Interview with M K Panduranga Setty
Despite reservations over the Siddaramaiah government’s failure to act on its promise of implementing the Karnataka Professional Educational Institutions (Regulation of Admission and Determination of Fee) Act, 2006, the Karnataka Unaided Private Engineering Colleges Association (KUPECA) has seemingly agreed to continue with admissions to nearly 200 engineering colleges for the 2014-15 academic year under a seat sharing and fee formula agreed upon in 2013-14. There have, however, been contradictory reports on whether KUPECA will sign an agreement with the government for continuing with the 2013-14 system. Ahead of a meeting of its members to finalise a decision, KUPECA secretary M K Panduranga Setty spoke to Harsha Raj Gatty.
There are contradictory reports on KUPECA’s stand on the seat-sharing resolution with the state government.
Before arriving at the discussion with CM Siddaramaiah, I was mandated by KUPECA members to not take any decision without bringing the CM’s stand to the notice of the association. In the course of the conversation, the CM mentioned the government will not change its stand and KUPECA must sign the agreement. To this I specifically excused myself and informed him that I will get back to him after consultation with the association members and other stake holders.
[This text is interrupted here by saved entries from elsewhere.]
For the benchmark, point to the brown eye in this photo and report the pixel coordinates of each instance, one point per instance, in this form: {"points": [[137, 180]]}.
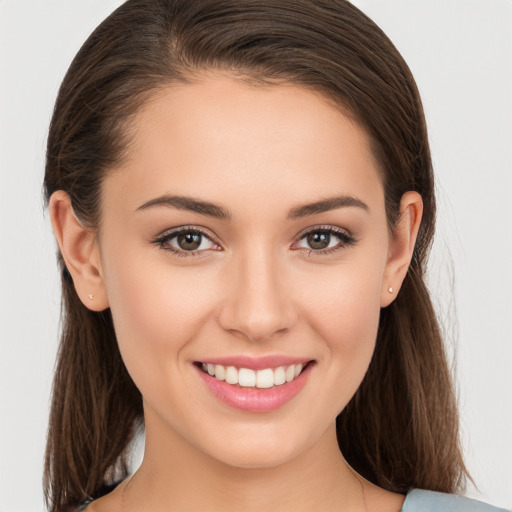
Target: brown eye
{"points": [[189, 241], [319, 240], [324, 240], [186, 242]]}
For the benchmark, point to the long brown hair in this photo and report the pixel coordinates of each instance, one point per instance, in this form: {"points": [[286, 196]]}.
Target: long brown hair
{"points": [[400, 430]]}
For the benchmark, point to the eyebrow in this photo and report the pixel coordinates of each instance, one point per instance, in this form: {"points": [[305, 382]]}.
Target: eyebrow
{"points": [[213, 210], [188, 203], [325, 205]]}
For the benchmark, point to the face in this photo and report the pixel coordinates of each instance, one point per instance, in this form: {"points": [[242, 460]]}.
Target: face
{"points": [[245, 234]]}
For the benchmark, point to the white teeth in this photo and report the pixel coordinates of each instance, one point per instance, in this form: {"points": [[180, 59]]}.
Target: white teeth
{"points": [[231, 375], [279, 376], [220, 372], [265, 378], [245, 377]]}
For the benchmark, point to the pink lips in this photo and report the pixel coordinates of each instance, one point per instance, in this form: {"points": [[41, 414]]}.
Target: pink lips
{"points": [[255, 399]]}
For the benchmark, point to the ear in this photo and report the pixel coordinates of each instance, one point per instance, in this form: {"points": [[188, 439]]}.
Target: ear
{"points": [[401, 247], [79, 248]]}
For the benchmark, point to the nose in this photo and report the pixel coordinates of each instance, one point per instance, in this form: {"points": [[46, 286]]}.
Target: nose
{"points": [[257, 304]]}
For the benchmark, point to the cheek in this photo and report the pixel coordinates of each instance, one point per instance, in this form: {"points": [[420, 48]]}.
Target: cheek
{"points": [[345, 313], [156, 309]]}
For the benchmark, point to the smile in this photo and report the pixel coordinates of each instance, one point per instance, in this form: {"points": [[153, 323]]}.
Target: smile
{"points": [[245, 377], [267, 386]]}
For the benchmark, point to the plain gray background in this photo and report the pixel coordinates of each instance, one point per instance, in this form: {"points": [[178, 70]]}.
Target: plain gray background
{"points": [[460, 52]]}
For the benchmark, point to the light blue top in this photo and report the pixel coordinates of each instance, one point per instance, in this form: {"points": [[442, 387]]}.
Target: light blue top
{"points": [[429, 501]]}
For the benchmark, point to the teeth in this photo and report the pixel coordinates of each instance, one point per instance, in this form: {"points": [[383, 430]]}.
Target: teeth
{"points": [[231, 375], [245, 377], [220, 372]]}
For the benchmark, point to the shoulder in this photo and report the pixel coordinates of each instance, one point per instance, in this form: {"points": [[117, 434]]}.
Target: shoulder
{"points": [[429, 501]]}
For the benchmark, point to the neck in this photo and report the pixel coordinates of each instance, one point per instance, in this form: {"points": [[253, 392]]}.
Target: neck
{"points": [[176, 476]]}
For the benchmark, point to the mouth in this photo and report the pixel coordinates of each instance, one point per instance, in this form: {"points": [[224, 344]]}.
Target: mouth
{"points": [[263, 388], [264, 378]]}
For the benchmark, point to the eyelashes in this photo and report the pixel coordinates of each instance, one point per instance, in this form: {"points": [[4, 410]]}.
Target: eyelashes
{"points": [[193, 242]]}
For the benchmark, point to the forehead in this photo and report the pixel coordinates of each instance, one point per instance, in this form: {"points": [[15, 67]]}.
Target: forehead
{"points": [[224, 139]]}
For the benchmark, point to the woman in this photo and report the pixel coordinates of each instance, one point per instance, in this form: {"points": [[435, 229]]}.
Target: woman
{"points": [[243, 199]]}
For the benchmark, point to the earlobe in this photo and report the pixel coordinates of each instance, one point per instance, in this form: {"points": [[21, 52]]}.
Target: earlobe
{"points": [[80, 251], [402, 245]]}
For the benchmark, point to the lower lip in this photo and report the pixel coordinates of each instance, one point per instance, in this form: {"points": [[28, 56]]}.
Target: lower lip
{"points": [[255, 399]]}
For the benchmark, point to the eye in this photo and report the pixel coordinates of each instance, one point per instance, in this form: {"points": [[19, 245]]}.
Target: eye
{"points": [[325, 240], [186, 242]]}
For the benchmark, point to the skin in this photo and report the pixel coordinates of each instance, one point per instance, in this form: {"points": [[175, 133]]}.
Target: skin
{"points": [[255, 287]]}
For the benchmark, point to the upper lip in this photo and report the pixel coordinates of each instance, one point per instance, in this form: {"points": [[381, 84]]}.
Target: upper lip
{"points": [[256, 363]]}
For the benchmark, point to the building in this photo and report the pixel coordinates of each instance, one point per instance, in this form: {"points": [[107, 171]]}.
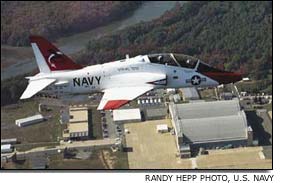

But D Hemachandra Sagar, the president of your organisation, said that KUPECA has agreed to the state government’s demand?
I was officially told by KUPECA to represent them before the government. Sagar was at the meeting in his own personal capacity. He suddenly rose from his chair and told the CM that he would convince the members to agree to go by the government’s formula and subsequently informed the media. I did not contest his claim but later told him to talk to the stake holders on Tuesday.
What is the reason for the government to keep the Karnataka Professional Educational Institutions (Regulation of Admission and Determination of Fee) Act, 2006, in abeyance ?
Its purely political. The CM himself claimed there is huge pressure from parents, students and political opposition. There is also the uncertainty of the up coming LS polls and he cannot take any decision favouring the engineering institutions. This is despite the fact that all our members have been regularly submitting our working costs to the Supreme Court appointed committee and we trust them for a fair decision on admission and fee procedures.
What is the sentiment of KUPECA members on retaining the old fee structure?
First, there is a soaring cost of salary, benefits, cost of construction, electricity, power, maintenance of infrastructure and providing campus facilities, retaining quality faculty and providing modern facilities. Since we are educational institutions, the government must provide us concession in taxation or list us as recipients of subsidy but this has not been done. Majority of our 205 members of KUPECA are victims of escalating costs and are facing huge debts due to outdated and unscientific policies of the state government. Further, while we encourage the education of poor students and share the government’s sentiment in allocating seats for them, the government is non-committal in reimbursing the fees meant for the reserved categories. It takes them more than two to three years to refund the fee but till then the financial burden is borne by the institution. On one hand the government demands that we provide quality education and on the other hand it is cutting us from the financial resources that we need. The professional educational institutions, especially engineering colleges, are leading a dangerous and unsustainable model of existence and in the current phase are on the verge of collapse.
But your counterparts in the medical field seem to have agreed to the government’s proposal. How come ?
Some of the medical education institutions make Rs 100 crore each year and to them losing a couple of crores is not a big deal. However, our stream does not allow us to sky-rocket the cost of education. Therefore we tend to keep it on the lower side and ask only what is due to us so that we can retain the best talents and infrastructure. It may surprise many but most of the engineering colleges are not even able to make up the cost of their input.
So, from here on, what is the way forward ?
At present, the system is highly unfair and impractical. Perhaps the only way forward is either that the KUPECA agrees to the demands of the state government or the government implements the Karnataka Professional Educational Institutions (Regulation of Admission and Determination of Fee) Act, 2006. In any case I would like to clarify that at this point the KUPECA is yet to take a decision.